1. Debt Management Plan
Andy Reid, Finance Director, presented before the Council. Mr. Reid noted that the items of
discussion for today's workshop include a review of the existing debt management policy that
was approved in 2008, the interest rate impact on the debt management policy, the rising project
costs and the potential need to increase the City's annual debt limit, the debt tax levy gap
identified in years 2017-2022 and the heavy equipment backlog.
Mr. Reid noted that the guidelines for future debt identified in the 2008 debt management plan
include that the City will manage the special property tax debt levy so that each subsequent tax
debt levy will increase 5% per year until it increases to approximately $2,200,000 by the year
2015; the average project amount financed and paid from the special property tax debt levy for
each year will be approximately $1,500,000; and the aggregate future debt will mature after 15
principal payments. Mr. Reid noted that the current debt plan was a step in the right direction as
it has provided guidance to manage the City's existing and future debt and it has provided the
City with a consistent approach to completing essential infrastructure improvements on an annual
basis. However, the plan does not address the impact of inflation and rising construction costs on
the annual project scope and the plan is too focused on the $1,500,000 annual debt limit and does
not provide the flexibility to adjust project scope up or down based on current interest rates.

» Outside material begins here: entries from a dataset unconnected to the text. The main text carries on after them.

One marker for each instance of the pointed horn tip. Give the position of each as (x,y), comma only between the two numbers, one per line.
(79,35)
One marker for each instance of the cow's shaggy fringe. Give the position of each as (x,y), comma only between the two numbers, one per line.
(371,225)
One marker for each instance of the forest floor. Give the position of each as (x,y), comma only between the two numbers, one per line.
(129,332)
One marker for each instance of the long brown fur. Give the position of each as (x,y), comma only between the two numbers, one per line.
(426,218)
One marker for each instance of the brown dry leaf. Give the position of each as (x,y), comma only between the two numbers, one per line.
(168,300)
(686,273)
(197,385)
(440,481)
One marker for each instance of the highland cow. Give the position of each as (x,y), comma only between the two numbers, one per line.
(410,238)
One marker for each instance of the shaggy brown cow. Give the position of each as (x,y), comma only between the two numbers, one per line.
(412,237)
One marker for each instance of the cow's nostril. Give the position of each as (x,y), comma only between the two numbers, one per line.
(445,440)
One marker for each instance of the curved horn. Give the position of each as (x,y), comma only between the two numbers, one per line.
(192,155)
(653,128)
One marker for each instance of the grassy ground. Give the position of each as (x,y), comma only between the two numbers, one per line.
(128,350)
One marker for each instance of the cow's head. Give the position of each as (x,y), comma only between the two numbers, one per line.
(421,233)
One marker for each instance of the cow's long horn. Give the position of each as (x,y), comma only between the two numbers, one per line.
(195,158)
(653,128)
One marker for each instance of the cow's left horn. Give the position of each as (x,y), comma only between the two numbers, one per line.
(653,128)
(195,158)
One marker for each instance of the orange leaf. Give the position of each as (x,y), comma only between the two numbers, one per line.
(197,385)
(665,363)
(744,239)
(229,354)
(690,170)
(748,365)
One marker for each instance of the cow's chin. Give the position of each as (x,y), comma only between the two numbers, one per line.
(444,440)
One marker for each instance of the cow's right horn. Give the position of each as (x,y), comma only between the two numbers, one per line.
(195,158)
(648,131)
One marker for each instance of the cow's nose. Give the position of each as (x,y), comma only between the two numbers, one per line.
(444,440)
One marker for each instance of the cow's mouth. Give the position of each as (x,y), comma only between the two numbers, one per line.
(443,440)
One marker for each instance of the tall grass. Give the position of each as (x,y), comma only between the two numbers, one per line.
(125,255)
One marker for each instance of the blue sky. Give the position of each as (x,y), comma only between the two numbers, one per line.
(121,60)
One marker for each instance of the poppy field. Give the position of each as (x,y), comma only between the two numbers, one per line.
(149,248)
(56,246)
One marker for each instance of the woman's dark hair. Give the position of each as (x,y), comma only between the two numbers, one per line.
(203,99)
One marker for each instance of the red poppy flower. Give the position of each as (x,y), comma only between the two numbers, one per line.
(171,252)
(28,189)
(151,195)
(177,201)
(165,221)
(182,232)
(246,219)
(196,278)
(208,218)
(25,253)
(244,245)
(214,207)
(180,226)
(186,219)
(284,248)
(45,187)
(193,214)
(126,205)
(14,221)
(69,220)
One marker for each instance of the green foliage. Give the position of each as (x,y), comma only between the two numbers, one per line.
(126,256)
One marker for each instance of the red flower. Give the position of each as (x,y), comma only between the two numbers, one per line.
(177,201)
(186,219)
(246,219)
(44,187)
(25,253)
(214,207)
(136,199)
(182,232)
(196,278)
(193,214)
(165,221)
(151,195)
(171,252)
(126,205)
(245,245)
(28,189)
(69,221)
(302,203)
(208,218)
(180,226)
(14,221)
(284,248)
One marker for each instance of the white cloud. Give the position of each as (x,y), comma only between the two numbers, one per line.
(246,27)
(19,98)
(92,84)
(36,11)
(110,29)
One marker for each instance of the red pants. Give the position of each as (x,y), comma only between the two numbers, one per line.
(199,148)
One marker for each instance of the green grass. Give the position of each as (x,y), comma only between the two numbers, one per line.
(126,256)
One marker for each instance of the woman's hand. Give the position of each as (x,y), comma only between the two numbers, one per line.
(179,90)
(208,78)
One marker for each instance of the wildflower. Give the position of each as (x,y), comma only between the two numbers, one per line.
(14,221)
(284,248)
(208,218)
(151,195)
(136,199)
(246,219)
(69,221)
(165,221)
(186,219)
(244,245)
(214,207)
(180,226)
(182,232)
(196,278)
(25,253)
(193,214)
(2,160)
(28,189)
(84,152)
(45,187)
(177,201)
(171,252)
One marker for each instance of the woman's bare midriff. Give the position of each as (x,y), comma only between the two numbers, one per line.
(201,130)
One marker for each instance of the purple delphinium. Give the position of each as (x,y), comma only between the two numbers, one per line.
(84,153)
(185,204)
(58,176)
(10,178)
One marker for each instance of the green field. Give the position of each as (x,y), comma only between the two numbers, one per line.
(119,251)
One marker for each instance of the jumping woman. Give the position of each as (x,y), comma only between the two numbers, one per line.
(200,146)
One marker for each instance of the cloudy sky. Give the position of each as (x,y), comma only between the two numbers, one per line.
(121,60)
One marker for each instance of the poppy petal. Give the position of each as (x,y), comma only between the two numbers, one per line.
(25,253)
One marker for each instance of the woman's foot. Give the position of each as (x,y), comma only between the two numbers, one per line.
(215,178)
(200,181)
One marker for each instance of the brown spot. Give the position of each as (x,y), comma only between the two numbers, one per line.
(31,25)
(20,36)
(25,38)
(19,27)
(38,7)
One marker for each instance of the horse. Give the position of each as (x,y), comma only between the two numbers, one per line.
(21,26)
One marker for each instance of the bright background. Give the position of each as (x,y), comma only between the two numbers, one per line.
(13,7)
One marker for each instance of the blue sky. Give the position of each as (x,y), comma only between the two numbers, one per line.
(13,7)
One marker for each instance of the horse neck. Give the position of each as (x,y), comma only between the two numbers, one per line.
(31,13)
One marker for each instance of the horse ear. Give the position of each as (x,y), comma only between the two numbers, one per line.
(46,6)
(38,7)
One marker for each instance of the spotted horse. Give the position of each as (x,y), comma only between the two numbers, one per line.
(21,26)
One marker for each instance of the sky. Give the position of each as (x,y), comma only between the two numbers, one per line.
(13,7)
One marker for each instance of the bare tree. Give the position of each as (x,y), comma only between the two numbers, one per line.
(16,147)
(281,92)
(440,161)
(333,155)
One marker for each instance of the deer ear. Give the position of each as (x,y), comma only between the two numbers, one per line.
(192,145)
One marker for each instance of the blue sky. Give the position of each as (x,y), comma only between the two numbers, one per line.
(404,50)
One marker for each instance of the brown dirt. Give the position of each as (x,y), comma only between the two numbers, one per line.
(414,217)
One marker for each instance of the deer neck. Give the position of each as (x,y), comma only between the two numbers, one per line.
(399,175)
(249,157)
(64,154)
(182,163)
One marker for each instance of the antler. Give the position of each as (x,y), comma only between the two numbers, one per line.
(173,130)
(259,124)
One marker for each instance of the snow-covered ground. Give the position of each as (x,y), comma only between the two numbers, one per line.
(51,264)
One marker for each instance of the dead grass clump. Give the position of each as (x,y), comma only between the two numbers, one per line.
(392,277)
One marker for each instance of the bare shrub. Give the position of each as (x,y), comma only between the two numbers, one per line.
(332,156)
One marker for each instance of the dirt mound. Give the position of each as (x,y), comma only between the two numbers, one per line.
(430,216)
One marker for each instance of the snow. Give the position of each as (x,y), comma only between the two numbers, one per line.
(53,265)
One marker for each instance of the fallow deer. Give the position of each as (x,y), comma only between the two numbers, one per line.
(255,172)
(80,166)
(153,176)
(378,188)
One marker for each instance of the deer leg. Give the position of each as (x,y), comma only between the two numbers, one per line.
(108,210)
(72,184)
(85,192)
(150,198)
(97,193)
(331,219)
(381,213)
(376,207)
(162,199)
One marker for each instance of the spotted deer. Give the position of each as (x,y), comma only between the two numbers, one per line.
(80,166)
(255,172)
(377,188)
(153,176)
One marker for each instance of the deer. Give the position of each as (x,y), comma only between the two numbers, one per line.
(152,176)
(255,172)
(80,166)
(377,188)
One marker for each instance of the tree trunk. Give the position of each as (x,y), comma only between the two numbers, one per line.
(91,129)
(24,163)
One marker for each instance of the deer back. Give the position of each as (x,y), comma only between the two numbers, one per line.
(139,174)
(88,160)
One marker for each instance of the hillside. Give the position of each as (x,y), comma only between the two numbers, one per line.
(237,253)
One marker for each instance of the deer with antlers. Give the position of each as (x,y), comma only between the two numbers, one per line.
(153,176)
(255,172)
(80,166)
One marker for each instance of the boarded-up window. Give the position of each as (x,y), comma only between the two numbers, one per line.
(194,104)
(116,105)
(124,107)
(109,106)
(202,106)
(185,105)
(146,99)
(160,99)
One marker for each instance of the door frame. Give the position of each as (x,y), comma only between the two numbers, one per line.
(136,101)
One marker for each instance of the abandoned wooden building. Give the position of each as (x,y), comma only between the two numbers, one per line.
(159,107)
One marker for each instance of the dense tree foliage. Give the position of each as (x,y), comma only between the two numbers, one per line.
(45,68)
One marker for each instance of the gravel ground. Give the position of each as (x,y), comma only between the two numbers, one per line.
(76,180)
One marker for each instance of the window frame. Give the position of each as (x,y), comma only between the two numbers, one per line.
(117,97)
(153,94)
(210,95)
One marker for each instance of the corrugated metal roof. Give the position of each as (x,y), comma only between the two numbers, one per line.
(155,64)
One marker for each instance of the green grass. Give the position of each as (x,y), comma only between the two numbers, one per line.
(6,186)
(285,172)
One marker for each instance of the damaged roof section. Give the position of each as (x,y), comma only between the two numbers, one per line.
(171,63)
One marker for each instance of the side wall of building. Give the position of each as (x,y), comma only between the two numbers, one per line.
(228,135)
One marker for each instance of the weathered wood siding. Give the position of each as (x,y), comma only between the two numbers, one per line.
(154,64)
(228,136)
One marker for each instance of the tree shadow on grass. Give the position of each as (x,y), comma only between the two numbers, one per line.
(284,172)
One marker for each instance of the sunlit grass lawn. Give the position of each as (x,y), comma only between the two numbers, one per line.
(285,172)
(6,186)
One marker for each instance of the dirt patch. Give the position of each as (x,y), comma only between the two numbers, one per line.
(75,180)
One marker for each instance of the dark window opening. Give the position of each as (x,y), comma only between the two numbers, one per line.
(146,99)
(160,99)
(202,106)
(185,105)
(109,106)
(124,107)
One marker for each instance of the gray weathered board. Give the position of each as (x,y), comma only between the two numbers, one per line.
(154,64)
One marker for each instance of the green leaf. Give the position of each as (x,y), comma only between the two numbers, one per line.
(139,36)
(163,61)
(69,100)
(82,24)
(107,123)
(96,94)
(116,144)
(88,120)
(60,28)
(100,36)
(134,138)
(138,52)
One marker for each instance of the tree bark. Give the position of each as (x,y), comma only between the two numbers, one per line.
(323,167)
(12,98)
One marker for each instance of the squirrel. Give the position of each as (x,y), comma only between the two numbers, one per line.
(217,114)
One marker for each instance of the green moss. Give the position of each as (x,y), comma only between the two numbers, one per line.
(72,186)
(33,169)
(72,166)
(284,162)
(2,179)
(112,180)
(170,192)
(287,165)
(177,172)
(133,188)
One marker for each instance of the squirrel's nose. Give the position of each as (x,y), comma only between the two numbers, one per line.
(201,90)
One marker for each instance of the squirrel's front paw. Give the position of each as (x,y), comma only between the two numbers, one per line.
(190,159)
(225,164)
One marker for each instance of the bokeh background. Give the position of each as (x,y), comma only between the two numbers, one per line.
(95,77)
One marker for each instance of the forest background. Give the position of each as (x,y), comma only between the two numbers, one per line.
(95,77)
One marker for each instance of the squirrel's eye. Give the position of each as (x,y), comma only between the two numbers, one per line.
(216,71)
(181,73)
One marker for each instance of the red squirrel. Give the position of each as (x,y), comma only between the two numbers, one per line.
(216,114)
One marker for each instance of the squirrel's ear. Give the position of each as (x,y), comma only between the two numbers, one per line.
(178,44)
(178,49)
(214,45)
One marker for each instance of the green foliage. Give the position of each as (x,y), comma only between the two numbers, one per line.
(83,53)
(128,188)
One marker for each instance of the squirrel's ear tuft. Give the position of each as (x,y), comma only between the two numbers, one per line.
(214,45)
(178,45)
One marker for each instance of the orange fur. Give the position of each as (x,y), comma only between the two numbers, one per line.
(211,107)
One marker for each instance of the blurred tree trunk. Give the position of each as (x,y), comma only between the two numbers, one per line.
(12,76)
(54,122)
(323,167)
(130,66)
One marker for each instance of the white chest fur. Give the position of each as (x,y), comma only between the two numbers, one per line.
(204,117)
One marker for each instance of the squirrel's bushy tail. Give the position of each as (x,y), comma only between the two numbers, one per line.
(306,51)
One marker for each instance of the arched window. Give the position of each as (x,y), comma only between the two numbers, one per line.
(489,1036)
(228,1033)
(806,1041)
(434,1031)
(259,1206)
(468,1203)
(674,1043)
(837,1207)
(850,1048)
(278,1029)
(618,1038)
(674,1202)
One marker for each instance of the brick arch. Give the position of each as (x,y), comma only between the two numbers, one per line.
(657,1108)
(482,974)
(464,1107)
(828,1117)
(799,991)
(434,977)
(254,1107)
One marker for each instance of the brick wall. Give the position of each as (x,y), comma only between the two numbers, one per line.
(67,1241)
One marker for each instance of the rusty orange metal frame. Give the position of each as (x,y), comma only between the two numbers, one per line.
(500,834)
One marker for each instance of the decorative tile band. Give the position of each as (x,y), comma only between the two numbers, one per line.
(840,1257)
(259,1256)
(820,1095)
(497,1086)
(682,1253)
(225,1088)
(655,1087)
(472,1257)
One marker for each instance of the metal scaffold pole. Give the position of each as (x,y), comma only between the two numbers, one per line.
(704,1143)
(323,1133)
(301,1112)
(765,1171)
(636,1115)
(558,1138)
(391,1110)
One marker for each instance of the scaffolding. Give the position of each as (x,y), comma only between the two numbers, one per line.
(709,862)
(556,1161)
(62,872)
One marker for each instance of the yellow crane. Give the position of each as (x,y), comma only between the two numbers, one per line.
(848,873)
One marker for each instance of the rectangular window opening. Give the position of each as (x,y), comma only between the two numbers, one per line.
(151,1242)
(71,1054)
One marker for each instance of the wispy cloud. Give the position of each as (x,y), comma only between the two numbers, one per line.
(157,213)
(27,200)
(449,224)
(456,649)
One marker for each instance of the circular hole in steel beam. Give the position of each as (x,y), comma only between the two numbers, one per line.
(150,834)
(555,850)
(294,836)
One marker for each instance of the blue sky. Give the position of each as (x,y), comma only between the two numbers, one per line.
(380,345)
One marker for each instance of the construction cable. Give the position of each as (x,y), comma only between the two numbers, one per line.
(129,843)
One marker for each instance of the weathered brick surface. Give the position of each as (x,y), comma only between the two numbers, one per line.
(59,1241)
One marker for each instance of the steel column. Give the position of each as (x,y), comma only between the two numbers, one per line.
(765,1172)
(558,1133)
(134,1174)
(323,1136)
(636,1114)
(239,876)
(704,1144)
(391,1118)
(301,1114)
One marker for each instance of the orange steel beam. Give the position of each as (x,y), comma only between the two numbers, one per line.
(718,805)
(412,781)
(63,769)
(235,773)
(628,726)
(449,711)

Mr. Reid reviewed 2014 project costs and funding sources which included Jefferson Street Phase
2, Lynn Road, pavement management program and a contingency fund totaling $3.5 million. The
funding sources included state aid, enterprise funds, special assessment and general obligation
debt.
Mr. Reid reviewed the original debt levy plan as established with the 2008 policy. The plan
included a $1,500,000 limit on City debt annually with future interest rates assumed at the 2008
rate of 4.5 %. Because of the low interest rates today (ranging in the 2-3% range), the debt plan
looks much different with the City falling short of the target levy by $200,000. Because interest
rates on issued debt has fallen significantly since 2008 when the debt plan was created, the City is
falling short of the $2,200,000 debt levy target. The original debt plan assumed interest rates
would stay similar to the 2008 interest rate or increase slightly.
Mr. Reid explained that public works has indicated that an additional $400,000 in City project
costs is needed annually for an effective project level. The annual debt limit would increase from
$1.5M to $1.9M. This is due to rising construction costs creating a real issue that is basically
eroding the City's project scope. As costs increase, the City has to cut back on projects to stay
within the $1.5M threshold for the City debt per the current policy. Completing future
improvement projects each year will result in the growth of backlogged projects which could
have a negative impact on roadway conditions. Increasing special assessments is problematic as
City staff believes we would run into significant resistance and objections from property owners.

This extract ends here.